Purpose To evaluate and compare the diagnostic performance of CT texture analysis (CTTA), perfusion CT (PCT), and dual-energy CT (DECT) in distinguishing between clear-cell renal cell carcinoma (ccRCC) and non-ccRCC. Methods This retrospective study included 66 patients with RCC (52 ccRCC and 14 non-ccRCC) who underwent DECT and PCT imaging before surgery between January 2017 and December 2022. Two independent radiologists measured DECT parameters (iodine concentration and iodine ratio) and PCT parameters (blood flow, blood volume, mean transit time, and time to peak) using circular ROIs placed on tumors.

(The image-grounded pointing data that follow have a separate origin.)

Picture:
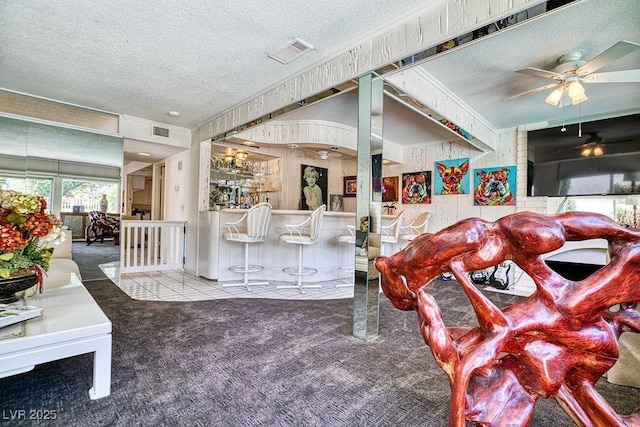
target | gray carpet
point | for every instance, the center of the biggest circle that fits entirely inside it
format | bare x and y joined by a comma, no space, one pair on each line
247,362
89,257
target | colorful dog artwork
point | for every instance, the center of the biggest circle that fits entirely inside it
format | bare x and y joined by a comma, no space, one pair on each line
495,186
416,188
453,178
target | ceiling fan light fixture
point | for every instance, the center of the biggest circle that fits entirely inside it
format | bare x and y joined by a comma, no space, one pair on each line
554,97
575,100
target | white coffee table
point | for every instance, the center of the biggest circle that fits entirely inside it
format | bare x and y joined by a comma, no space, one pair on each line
72,324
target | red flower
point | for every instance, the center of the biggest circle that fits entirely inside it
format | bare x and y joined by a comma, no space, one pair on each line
38,225
10,238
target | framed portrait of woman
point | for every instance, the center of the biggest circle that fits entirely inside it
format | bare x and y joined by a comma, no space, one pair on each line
313,183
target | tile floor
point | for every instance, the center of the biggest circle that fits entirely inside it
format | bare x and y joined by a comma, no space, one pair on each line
178,285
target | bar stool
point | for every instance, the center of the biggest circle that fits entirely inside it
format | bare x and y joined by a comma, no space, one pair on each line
298,235
417,227
256,223
350,239
390,232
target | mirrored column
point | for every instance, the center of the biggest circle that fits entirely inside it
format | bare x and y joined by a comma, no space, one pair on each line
368,207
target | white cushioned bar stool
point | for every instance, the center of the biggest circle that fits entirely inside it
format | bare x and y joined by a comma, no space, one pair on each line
303,234
255,223
390,233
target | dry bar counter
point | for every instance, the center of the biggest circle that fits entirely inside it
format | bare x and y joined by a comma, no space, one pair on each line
216,255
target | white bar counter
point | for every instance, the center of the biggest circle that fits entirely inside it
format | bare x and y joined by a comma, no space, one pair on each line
216,255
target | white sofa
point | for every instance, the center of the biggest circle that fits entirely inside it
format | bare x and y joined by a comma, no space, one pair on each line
61,264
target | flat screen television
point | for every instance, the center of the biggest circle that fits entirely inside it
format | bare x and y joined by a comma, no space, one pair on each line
604,161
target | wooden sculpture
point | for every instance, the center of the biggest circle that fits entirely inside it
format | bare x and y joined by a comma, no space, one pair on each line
554,343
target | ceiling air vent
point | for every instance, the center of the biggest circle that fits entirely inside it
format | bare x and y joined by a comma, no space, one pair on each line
287,53
157,131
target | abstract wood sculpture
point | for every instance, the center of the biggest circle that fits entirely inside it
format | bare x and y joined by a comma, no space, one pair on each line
554,343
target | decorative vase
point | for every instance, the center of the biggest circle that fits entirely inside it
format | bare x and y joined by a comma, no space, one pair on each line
11,285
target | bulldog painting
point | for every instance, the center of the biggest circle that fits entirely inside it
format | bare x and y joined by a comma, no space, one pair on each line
494,186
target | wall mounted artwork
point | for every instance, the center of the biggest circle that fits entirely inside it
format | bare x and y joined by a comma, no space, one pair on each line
350,186
416,188
314,187
452,177
390,189
494,186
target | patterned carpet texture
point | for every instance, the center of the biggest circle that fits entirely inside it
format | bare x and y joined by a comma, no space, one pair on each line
250,362
89,257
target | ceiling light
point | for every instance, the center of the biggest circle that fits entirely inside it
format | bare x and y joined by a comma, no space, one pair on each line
576,92
555,96
581,97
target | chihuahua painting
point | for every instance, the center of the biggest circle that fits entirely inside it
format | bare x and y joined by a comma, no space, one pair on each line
453,177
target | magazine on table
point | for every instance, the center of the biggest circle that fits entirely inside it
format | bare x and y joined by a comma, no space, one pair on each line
10,314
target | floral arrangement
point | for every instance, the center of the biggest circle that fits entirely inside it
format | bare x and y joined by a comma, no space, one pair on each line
25,233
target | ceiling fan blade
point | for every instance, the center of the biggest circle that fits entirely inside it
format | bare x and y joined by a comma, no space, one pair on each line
538,72
624,76
529,92
615,52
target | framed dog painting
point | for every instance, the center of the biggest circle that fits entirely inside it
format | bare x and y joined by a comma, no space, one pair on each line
452,177
494,186
416,188
350,186
390,189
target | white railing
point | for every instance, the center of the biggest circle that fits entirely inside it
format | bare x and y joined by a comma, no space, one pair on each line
152,245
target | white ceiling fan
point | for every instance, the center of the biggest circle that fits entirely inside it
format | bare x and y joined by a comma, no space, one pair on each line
572,71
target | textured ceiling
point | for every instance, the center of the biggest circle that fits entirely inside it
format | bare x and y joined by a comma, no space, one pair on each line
483,73
197,57
201,58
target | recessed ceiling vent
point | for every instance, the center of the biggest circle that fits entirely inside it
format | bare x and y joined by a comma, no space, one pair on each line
291,51
158,131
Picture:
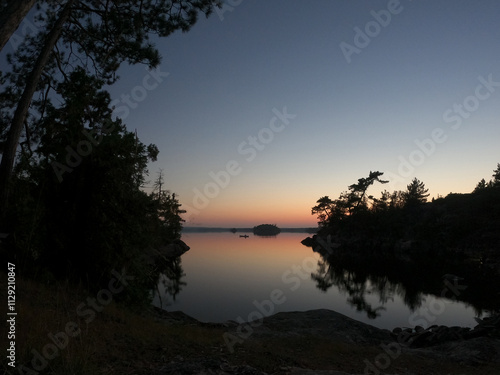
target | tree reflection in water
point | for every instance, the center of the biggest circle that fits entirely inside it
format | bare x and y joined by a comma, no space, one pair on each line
362,275
169,274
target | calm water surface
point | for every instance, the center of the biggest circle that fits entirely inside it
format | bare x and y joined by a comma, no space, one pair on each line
226,277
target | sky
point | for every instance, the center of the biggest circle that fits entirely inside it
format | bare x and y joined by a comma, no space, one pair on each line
266,106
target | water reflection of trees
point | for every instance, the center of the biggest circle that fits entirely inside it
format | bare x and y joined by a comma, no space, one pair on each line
358,285
361,276
169,274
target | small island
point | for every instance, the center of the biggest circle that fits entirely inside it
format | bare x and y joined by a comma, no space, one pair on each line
266,230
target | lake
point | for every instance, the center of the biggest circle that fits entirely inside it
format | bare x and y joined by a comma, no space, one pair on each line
225,277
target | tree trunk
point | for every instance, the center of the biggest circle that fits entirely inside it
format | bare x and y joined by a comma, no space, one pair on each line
16,127
11,16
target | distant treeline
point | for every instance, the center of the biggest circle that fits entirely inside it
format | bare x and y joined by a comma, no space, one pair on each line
404,222
243,230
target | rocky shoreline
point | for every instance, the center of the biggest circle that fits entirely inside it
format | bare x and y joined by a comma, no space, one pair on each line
368,349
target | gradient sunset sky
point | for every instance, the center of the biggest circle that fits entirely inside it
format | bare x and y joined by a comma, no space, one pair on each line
327,91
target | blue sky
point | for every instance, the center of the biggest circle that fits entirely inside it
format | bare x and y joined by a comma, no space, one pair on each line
230,73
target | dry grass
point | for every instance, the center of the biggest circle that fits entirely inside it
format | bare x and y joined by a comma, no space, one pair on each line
116,341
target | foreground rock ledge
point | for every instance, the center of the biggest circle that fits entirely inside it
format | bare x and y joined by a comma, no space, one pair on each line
333,326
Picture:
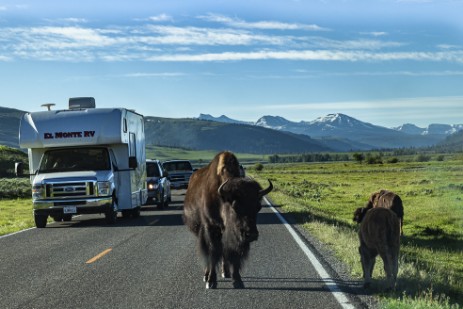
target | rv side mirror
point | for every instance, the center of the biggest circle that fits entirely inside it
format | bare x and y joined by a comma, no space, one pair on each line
19,169
133,162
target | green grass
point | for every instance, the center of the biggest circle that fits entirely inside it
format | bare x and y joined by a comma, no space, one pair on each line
15,215
323,198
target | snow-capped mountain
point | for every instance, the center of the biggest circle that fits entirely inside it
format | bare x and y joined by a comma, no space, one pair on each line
222,118
360,134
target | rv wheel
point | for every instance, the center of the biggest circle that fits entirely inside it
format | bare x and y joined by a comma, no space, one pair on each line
40,220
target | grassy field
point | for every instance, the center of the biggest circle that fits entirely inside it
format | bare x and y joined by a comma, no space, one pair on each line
323,198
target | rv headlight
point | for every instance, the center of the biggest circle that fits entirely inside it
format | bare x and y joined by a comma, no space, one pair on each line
104,188
37,192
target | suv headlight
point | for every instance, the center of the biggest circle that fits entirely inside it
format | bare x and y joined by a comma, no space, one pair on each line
37,192
104,188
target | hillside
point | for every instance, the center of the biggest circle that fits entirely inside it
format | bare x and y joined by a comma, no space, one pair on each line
453,143
201,134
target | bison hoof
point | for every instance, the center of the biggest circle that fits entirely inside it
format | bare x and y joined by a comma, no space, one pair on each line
238,284
226,274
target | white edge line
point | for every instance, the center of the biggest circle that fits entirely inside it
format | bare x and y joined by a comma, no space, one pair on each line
329,282
14,233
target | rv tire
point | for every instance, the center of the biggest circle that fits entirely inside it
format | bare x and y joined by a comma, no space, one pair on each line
40,221
136,212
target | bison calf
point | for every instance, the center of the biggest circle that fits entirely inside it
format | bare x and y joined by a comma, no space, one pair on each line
380,234
385,199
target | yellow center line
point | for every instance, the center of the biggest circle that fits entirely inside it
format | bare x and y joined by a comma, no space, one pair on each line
99,256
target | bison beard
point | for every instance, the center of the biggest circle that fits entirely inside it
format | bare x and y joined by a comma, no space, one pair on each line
221,210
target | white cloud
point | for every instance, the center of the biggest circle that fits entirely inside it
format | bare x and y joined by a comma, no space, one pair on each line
313,55
263,25
161,18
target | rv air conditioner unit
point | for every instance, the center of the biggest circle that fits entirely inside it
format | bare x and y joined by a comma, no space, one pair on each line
82,102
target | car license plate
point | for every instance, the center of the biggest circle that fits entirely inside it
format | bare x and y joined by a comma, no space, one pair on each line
70,209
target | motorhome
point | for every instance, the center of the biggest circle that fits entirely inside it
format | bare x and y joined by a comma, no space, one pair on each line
85,160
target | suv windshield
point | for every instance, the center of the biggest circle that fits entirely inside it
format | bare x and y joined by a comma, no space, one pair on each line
152,170
75,159
177,166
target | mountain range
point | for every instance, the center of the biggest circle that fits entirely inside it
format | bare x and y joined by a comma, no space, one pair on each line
360,135
269,134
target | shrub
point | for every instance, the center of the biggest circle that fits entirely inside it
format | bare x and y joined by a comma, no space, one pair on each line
422,158
258,167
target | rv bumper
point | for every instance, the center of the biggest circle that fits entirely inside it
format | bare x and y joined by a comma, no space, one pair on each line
87,206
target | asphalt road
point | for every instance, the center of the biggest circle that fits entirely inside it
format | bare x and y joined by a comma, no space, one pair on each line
151,262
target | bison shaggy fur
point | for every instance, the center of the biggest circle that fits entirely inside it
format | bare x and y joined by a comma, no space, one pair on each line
221,209
380,234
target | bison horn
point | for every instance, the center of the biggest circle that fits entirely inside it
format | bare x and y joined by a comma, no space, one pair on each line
266,191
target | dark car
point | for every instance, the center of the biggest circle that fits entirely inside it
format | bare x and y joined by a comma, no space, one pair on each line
158,184
179,171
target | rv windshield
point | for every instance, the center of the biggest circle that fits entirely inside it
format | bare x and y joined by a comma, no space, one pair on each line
75,159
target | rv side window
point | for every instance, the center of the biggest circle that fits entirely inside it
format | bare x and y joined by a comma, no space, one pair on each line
132,145
75,159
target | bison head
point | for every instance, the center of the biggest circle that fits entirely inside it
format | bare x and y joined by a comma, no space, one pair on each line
359,213
241,199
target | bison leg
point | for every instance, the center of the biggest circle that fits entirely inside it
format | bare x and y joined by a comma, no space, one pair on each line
211,249
225,269
234,262
236,277
390,260
368,263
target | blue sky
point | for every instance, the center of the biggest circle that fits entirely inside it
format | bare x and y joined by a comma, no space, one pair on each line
387,62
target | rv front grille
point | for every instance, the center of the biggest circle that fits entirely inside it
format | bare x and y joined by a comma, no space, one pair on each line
70,189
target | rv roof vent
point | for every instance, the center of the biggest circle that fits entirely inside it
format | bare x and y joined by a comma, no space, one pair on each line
82,102
48,105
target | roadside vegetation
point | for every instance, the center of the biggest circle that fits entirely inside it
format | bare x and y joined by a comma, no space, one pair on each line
323,196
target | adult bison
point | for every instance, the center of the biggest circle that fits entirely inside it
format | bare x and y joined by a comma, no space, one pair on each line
221,209
380,234
385,199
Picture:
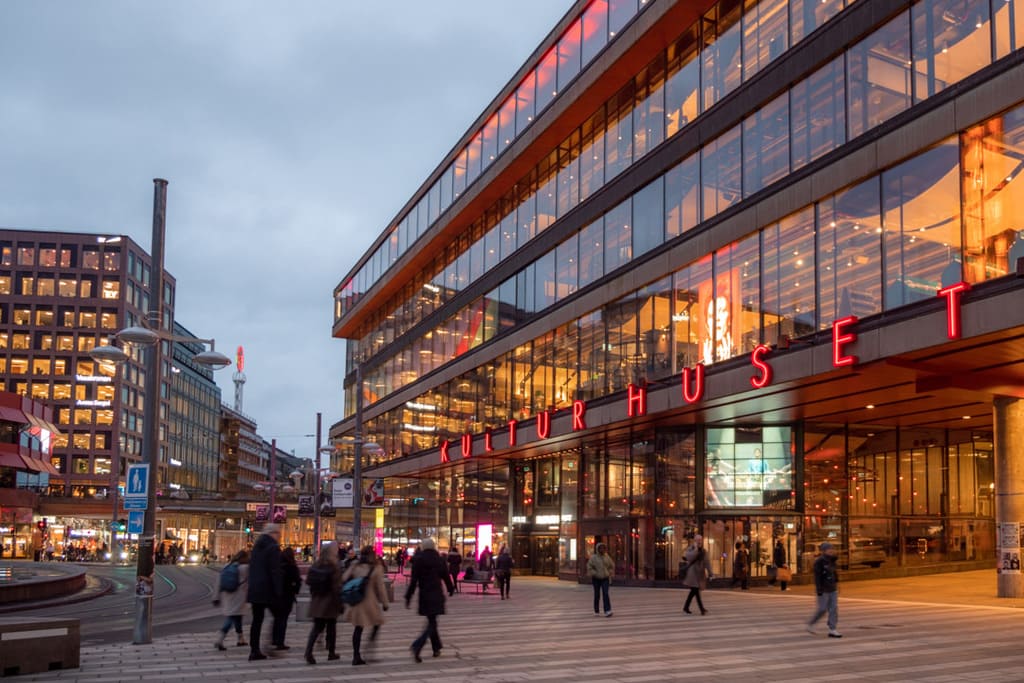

For CTTA, the largest tumor cross-section in the corticomedullary phase was manually annotated using the "labelme" tool, and texture features were extracted with Python libraries including "scipy" and "numpy." Multivariate logistic regression analysis was performed to assess the ability of PCT, DECT, and CTTA models to predict tumor subtypes. Results All three imaging modalities demonstrated high diagnostic accuracy, with F1 scores of 0.9107, 0.9358, and 0.9348 for PCT, DECT, and CTTA, respectively. Inter-reader agreement for PCT and DECT parameters was excellent (Pearson correlation > 0.85). None of the three models were significantly different (p > 0.05). While each modality could effectively differentiate between ccRCC and non-ccRCC, higher iodine ratio (IR) on DECT and increased entropy on CTTA were independent predictors of ccRCC, with F1 scores of 0.9345 and 0.9272, respectively (p < 0.001). The combined ML model integrating DECT, PCT, and CTTA parameters yielded the highest diagnostic accuracy, with an F1 score of 0.954. Conclusions The diagnostic accuracy of PCT, DECT, and CTTA in distinguishing between ccRCC and non-ccRCC tumors was equivalent and high. However, among these three methods, only IR on DECT and entropy on CTTA were identified as independent predictors of the RCC subtype; hence, these two quantitative markers may be more applicable in clinical practice. Clinical relevance: Accurate, non-invasive biomarkers are essential to differentiate RCC subtypes, aiding in prognosis and guiding targeted therapies, particularly in ccRCC, where treatment options differ significantly.